In the gig economy, the lines between personal and professional lives become increasingly blurred.” [2]. For instance, Roy could do a creative writing job, do data entry for an online start-up, run some personal errands and end his day as an Uber driver. Depending on the time on hand, interest levels and ensuring there’s no conflict of interest many are using the opportunity to sell jewellery or teach in their spare time. According to a report by Staffing Industry Analysts (SA), this market segment generated between $25.6 billion and $28.6 billion globally over the past year [3].

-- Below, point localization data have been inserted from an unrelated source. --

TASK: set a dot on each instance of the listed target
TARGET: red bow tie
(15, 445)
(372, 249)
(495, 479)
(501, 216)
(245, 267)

While this sounds, wonderful, there are some downsides like not having the same income every month. I list a few pros and cons of work in the gig economy. In my opinion


  1. Be your own boss and call the shots
  2. Work life balance-Decide your own hours thereby being able to work around family and personal life
  3. Decide the location to work from
  4. Mental space for innovative ideas and to launch them i.e. Ability to follow your passion
  5. Ability to work on a variety of projects thereby allowing you to build a portfolio of your capabilities and experience. And this will help you obtain further gigs!
  6. Choose your clients and enjoy work related choice
  7. Potential to earn is limitless. You can even bolster your current income by participating in a few ‘gigs’ in your spare time
  8. No toxic colleagues or office politics to worry about
  9. No work-related travel – interstate or international
  10. No costs of buying external food or expenses related to commuting to a workplace
  11. Managing all aspects of freelancing from service promotion to billing which may be invigorating
  12. Can work in pyjamas!


  1. No regular hours making planning your days and weeks difficult
  2. No definite income flow like your monthly salary at a full-time job. While there are dangers of being made redundant due to company decisions in a full-time job, I think, we can agree in general, there is a greater guarantee, of one’s job-related salary that arrives month on month than our potential to earn through ‘gigs’. Relying on earnings through ‘gigs’ also makes it difficult to plan a steady monetary obligation like a house or car loan. If we don’t know our monthly regular income how can we decide our monthly expenses?!
  3. By leaving a full-time job you may (depending on the type of organisation) miss out on getting a retirement pension
  4. As a freelancer, you can’t be part of an office labour union if you do want the support or other company benefits like expenses paid for education, training or health and wellbeing initiatives offered in a full-time role
  5. No office colleagues to banter around with – a solopreneur could mean isolation
  6. Self- discipline around work management needs to be high. It’s not for everyone!
  7. No boss or colleagues to say ‘Well Done’
  8. In some freelance gigs, you must bid and wait
  9. No continuous work since sometimes jobs related to your interests and expertise may not be available
  10. You may be answerable to several clients at the same time
  11. No “paid” time off work like annual leave
  12. Need to manage everything from technical troubleshooting to taxes
  13. Can’t work in your pyjamas!

I am sure you can list more. Leave your ideas in the comments section. 

My personal take

I like the projects offered by the gig economy but what I like more are short fixed term contracts. A fixed contract offers me a guaranteed earning for a time period, the joy of camaraderie with office colleagues and contracting allows me the choice of projects! Importantly, it leaves me spare time to accommodate ‘Upwork’!

Now back to Priya and Roy

Priya thought about her conversation with Roy who explained his joys of being part of the gig economy and for a split second, she wanted to quit her current job to participate and then… a picture of her kids, house, car, parents… all flashed in front of her eyes. “It’s not for me” Priya assured herself, she knew her responsibilities. Today, Priya continues her 9 to 5 and pays her bills and Roy continues bidding for projects.

What are your thoughts on the ‘gig’ economy?